I know this was only my first full cycle after my loss. I know we didn’t really try to get pregnant. I know it takes time to for one’s cycle to return to “normal” after a loss.

Still, I was devastated to get my period today.

I decided at the start of my cycle to use OPKs to have at least a general idea of what my body was doing or trying to do. I didn’t get a positive until CD 26, and we didn’t have sex until the day after that. Not avoiding trying to get pregnant, but certainly not making a valiant effort. Assuming I ovulated the day after that positive OPK (probably, since I also had fertile cervical fluid at that time), good old Aunt Flow’s arrival today means my luteal phase was a whopping 7 days. Or I didn’t ovulate at all, I suppose. Either way, it’s shit.

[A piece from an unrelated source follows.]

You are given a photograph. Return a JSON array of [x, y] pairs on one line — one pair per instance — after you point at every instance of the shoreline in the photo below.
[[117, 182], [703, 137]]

I had no right to hope for anything better than that, to be honest. I mean, back when we were TTC the old fashioned way, I always ovulated late-ish, around CD 20. And my LP was only 10 or 11 days long. So, not too far off from this cycle. Expecting my cycle to magically morph into that of a normal fertile person is simply ridiculous. Yet, I think subconsciously maybe I did expect it. Or at least I had hoped for it. You read so many stories about previously infertile women spontaneously conceiving, especially after a loss. Why couldn’t I be one of them? Didn’t I deserve to be one of them? Damn hope, once again reeling me in.

I don’t know where to go next. Maybe I would be happier not testing or tracking my cycle until we decide to really try to get pregnant (as unlikely as it may be). In fact, I know that’s what I should do. I should shut it down and not give it another thought until after the holidays. I should just enjoy Christmas with my family and work on healing my mind and body. Should….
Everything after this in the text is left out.